Por Carlos Zeta
Cien líneas, todos los viernes. Cien líneas para cambiar la vida. Cien líneas, como un sortilegio, como el haiku de ese otro libro imposible que quiso ser el libro de su vida, y, en cambio, devino el libro de las nuestras. Cien líneas para (re)crear un espacio que era un clima, un encuentro —al mismo tiempo público e íntimo—. Una cita: Juan, un café, la contratapa, y todo el cielo.
En cien líneas.
El diario Página/12 reunió dos características, como dos sellos de origen. Por un lado, las
tapas, desenfadadas, irónicas, sarcásticas, que venían (también) a condenar a la política; el
diario nació en la estela de la Semana Santa de 1987, junto con un periodo que habría de
acabar, con el país al borde del precipicio, en las sangrientas jornadas de diciembre de
2001. Por el otro, las contratapas, caracterizadas, con frecuencia, por una suerte de
pensamiento ficcional. La primera la escribió Osvaldo Soriano. Se publicó en el número
inaugural, el 26 de mayo de 1987, y se titulaba: «Alfonsín, con el alma en la cara». En ella,
Soriano realizaba un análisis semiótico-político de una foto de Raúl Alfonsín, tomada luego
del alzamiento carapintada.
En esa década larga de la primera oleada neoliberal, las contratapas pasaron por
momentos diferentes, de la mano —entre otros— de Juan Gelman, Mario Benedetti,
Eduardo Galeano, Tomás Eloy Martínez, Osvaldo Bayer. Luego se sumarían, también entre
tantos/as otros/as, Rodrigo Fresán, Mempo Giardinelli, Antonio dal Masetto. Esos textos
iban asumiendo, queriéndolo y no, el clímax literario de la escritura periodística. Y una
pista, una suerte de sendero por dónde encontrar(nos) en las horas siempre tumultuosas
de nuestra vida social, cultural y política.

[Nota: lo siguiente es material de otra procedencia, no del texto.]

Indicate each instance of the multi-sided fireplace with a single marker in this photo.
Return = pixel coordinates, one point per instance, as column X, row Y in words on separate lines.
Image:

Juan Forn llevó ese refugio cotidiano a la estatura de un género singular, las convirtió en
un árbol de ramas infinitas, de ramas en las que trepábamos casi sin darnos cuenta, como
pibes con la curiosidad recién nacida, para mirar el mundo desde la copa a la que
llegábamos, seguros e invencibles, de su mano. Y así aprendíamos a leer con el entusiasmo
de la primera vez, para descubrir los mundos que caben en las ramas infinitas de ese árbol
inagotable… hasta el viernes siguiente, cuando se nos revelaba ¡otra vez! que la copa no
era la rama en la que habíamos estado, sino que estaba más arriba. Y más arriba. Y más
arriba.
Juan te tocaba con los libros que lo habían tocado. Podía eso: apoyar su pasión en nuestra
sensibilidad para que descubramos la nuestra. Cada uno de sus textos funcionaba como
una clase de snorkel: leyéndolo intuíamos el mar sin fondo de un lector voraz, el brillo de
sus peces, la riqueza inagotable que había apenas corríamos el velo siempre turbio de la
superficie.
Ahora envidio bastante a los/as tallerines (como les llamaba Juan a quienes asistían a su
taller, en Recoleta) y a quienes tuvieron el privilegio de compartir los encuentros de los
lunes en la Biblioteca Popular Rafael Obligado, en Gesell. Imagino que esos encuentros
serían una especie de vivo de los mundos en los que había estado sumergido, el borrador
oral de lo que los/as lectores/as de los viernes nos encontraríamos en la contratapa del
diario.
En las cien líneas con las que Juan hizo de nuestro mundo algo mejor.